Ya conocía la historia de que Dios, arrepentido por la vastedad de su
creación, dio vida a las hormigas para que poco a poco se comieran entero el
planeta. No funcionó, claro; ahora comen día tras día el jardín de mi casa, con
una organización y una perseverancia que no logré ver en casi ninguna persona.
Mis tardes consisten en exterminar a esos bichos de las maneras más
crueles posibles, y hasta suelo imaginarme como un dictador anónimo y antiguo,
mientras les salpico sin culpa el veneno que compra Carmen en el almacén de la
esquina, que a decir verdad no es nada barato, lo que hace que cada salpicada
que haga tenga que ser efectiva, sí señor, sí Carmen.

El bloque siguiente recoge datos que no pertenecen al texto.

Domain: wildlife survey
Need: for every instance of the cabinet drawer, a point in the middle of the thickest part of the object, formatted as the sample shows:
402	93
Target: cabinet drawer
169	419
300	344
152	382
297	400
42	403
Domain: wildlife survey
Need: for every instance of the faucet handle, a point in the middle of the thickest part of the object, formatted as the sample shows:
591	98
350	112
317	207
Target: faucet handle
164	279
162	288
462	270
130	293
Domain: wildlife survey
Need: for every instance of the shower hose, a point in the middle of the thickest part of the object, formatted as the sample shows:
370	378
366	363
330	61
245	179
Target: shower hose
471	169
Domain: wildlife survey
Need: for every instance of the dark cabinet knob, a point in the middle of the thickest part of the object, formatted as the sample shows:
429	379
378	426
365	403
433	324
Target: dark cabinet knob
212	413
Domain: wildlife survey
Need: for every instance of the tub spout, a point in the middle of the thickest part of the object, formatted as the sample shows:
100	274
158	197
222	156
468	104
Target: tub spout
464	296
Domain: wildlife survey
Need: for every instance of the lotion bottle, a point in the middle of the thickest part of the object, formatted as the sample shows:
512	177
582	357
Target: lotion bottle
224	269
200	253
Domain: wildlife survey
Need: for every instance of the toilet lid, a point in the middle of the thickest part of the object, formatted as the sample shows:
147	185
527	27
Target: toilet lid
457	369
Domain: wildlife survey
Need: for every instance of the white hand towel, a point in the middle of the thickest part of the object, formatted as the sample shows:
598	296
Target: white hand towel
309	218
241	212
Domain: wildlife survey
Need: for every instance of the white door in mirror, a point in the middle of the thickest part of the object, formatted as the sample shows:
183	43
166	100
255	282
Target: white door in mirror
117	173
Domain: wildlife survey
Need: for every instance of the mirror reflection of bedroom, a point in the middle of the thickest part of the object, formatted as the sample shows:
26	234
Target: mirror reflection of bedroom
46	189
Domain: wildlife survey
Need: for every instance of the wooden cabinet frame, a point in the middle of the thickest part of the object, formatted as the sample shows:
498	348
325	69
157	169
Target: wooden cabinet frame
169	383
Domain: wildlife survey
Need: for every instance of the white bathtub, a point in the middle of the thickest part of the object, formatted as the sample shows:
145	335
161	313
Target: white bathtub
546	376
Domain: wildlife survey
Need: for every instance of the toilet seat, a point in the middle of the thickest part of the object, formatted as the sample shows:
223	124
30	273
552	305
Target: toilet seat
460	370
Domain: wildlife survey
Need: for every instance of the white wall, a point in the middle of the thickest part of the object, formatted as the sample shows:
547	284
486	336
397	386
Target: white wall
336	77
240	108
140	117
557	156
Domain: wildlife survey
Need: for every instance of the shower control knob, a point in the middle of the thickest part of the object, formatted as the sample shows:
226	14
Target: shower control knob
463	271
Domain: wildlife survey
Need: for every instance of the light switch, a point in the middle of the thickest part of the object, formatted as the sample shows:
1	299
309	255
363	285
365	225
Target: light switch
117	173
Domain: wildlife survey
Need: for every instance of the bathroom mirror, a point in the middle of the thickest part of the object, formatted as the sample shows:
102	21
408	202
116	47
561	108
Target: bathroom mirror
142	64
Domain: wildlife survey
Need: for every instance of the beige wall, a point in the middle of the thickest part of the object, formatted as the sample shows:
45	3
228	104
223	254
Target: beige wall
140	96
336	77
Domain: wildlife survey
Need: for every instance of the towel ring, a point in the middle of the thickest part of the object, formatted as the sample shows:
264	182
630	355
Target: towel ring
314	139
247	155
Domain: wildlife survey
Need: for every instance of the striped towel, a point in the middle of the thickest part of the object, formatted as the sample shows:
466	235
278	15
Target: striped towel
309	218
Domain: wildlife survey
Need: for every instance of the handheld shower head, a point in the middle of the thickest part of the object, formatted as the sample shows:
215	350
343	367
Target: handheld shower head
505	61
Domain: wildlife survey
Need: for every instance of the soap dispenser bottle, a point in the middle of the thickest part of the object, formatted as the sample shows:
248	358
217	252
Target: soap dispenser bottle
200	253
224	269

Como más sabe el diablo por viejo que por diablo, desarrollé algunas
tácticas y estrategias que me animo a decir están a la altura de un General de ejercito. La que se me ocurrió el otro día, mientras desayunaba, es la
que creo será más eficiente. Tanto que estoy seguro de que si existiera algún
premio de las tácticas y estrategias para matar hormigas debería serme dado a mí.
Debería recibirlo entre aplausos, entre gritos de mujeres, y claro de Carmen,
parada ahí firme junto a mí, mientras sonrío recibiendo aplausos y aceptando el
premio agradeciéndoles a las hormigas, que muchas gracias, que sin ellas no
hubiera sido posible, y Carmen, ahí, llorando. Y yo.

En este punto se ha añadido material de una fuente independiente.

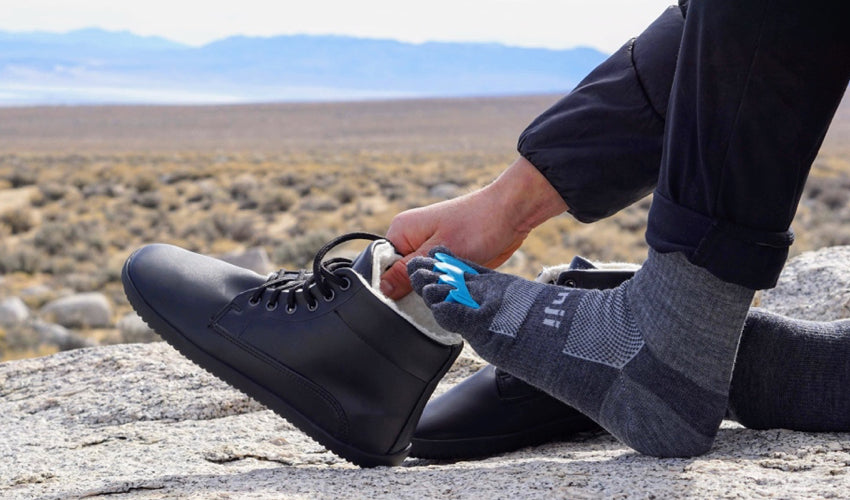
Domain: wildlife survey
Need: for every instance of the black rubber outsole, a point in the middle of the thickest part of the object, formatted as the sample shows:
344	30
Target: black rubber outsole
485	446
248	386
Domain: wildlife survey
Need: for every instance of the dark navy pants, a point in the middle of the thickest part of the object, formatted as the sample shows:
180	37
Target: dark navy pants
756	85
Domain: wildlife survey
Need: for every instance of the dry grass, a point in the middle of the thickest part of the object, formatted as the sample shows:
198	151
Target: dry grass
81	187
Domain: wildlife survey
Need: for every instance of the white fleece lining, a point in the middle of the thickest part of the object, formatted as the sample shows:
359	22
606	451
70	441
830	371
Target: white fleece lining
411	307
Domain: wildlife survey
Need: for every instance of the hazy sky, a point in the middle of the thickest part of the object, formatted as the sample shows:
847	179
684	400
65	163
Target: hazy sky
604	24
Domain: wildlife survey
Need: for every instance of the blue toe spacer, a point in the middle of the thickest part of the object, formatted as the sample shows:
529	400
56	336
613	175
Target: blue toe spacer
453	270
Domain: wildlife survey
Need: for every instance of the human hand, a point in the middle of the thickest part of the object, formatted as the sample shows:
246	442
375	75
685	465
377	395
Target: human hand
485	226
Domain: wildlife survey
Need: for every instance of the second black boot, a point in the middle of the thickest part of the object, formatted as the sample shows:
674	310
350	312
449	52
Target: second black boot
494	412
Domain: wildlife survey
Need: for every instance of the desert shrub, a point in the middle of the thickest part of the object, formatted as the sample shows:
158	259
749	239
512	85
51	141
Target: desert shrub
300	250
24	260
18	220
144	183
345	193
55	238
22	176
393	190
319	203
52	191
277	200
225	225
148	199
243	187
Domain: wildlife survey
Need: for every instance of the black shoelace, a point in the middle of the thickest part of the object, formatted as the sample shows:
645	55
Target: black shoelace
311	287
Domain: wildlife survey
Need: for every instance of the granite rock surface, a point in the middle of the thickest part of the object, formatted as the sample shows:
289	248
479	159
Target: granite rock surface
140	421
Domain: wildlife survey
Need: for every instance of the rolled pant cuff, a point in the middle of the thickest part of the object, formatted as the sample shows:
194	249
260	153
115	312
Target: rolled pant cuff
735	254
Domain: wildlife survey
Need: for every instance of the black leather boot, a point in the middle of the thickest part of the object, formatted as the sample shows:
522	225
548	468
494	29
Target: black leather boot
494	412
322	349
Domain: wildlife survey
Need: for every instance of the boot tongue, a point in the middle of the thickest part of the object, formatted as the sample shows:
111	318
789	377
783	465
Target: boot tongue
362	264
380	254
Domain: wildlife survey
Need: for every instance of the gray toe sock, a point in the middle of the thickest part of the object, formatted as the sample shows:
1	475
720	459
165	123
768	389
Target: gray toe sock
650	360
792	374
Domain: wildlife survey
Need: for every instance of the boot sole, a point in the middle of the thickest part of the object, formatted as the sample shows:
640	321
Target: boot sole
484	446
248	386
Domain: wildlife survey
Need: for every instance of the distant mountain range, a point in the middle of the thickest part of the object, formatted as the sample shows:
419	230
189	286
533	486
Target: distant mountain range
95	66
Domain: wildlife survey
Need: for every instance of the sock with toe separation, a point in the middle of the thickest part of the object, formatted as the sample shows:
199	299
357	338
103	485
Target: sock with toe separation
650	360
792	374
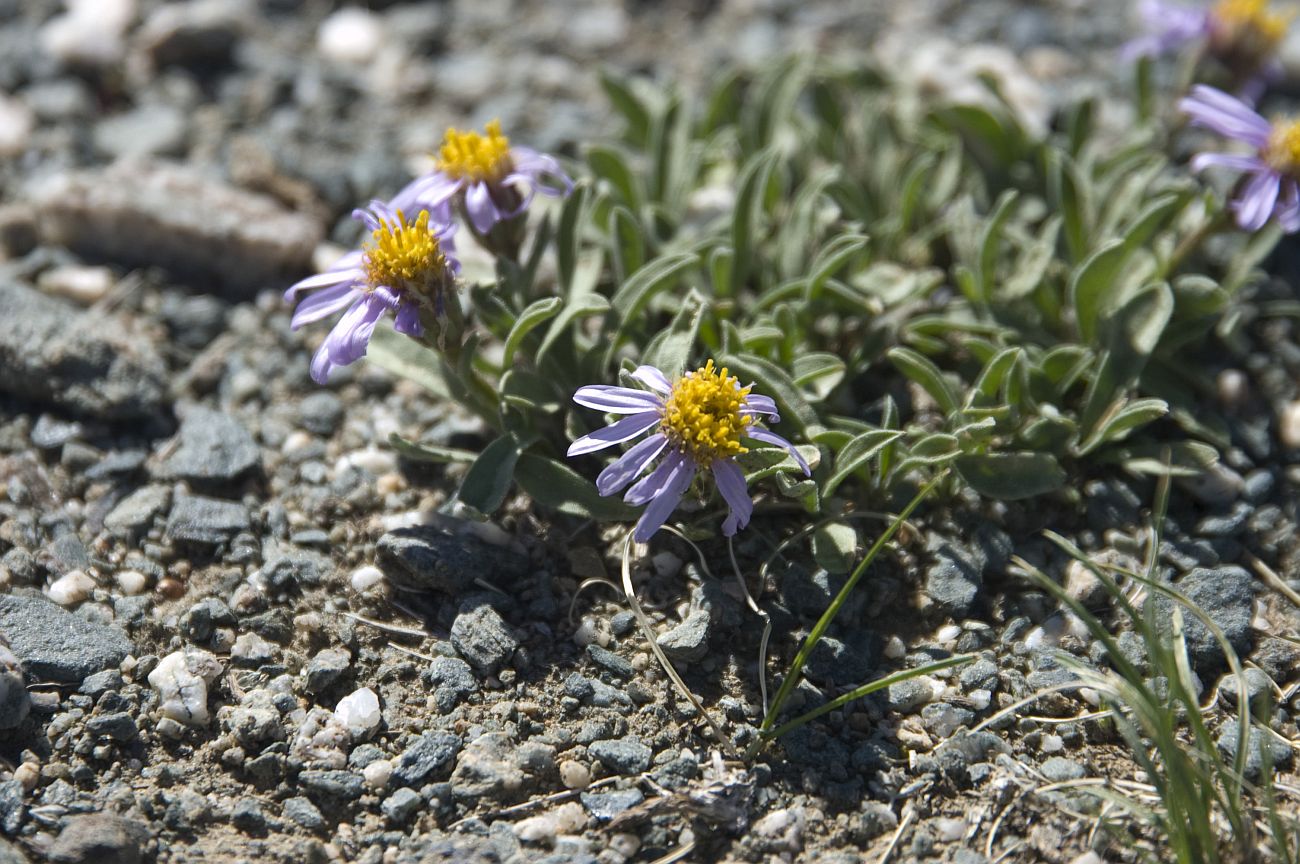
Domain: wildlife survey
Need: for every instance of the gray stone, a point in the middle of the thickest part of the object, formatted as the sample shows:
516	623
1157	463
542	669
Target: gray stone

La táctica comienza con ganase la confianza de las hormigas. Para eso instalé
una carpa en la parte más alejada de mi jardín, que es muy extenso. Luego entendí
que no funcionaría de esa manera, ya que la carpa es un habitáculo demasiado
extraño y de seguro las ahuyentaría, entonces en la tercera noche la desarmé y
me arrojé a dormir en la intemperie. Como aún estábamos en invierno el
rocío en el pasto llegaba a congelarme todo el cuerpo. Yo que no soy
friolento, sentía frío, pero sabía que era lo más inteligente que podía hacer,
ya que había que ganarse la confianza de la hormiga; tenían que naturalizarme,
verme ahí como deben ver a las piedras o a las pelotas de fútbol que Carlitos
dejaba olvidadas.
Carmen salía tres veces por día. Me cebaba mates amargos.
Aunque yo le ofrecí varias veces pasar la noche conmigo (la luna se veía hermosa desde allí) ella rehusó la oferta, y dijo que estaba loco, que ella iba
a dormir con sus habituales sábanas y almohadas. Yo casi no recordaba esas comodidades, estaba a punto de ganarme la confianza de las
hormigas y así, clavarles el puñal por la espalda, la ansiada traición de Judas
cuando menos lo esperaran.
Una mañana, para mi sorpresa, advertí que los bichos ya no
construían su camino rodeándome, sino que me atravesaba completamente. Luego de
unas horas ya las tenía todas encima de mi cuerpo. Me picaron sólo al
principio, luego les serví de puente para esa inmensidad verdosa que
ellas tomaban como universo.
Reconozco que cuando comenzaron a crearse los hormigueos alrededor de mi cuerpo hubiera sido la oportunidad perfecta. Habían caído tan inocentemente en
mi trampa, ya no importaba cuantos meses yo llevara allí, ya no importaba haber
dejado de ver a Carlitos con la pelota o a Carmen con sus amargos, ya estaban
ellas ahí, al alcance de la palma de mi mano. Las podía matar a todas
desparramando los hormigueros por doquier, o llenándolos de agua o de veneno.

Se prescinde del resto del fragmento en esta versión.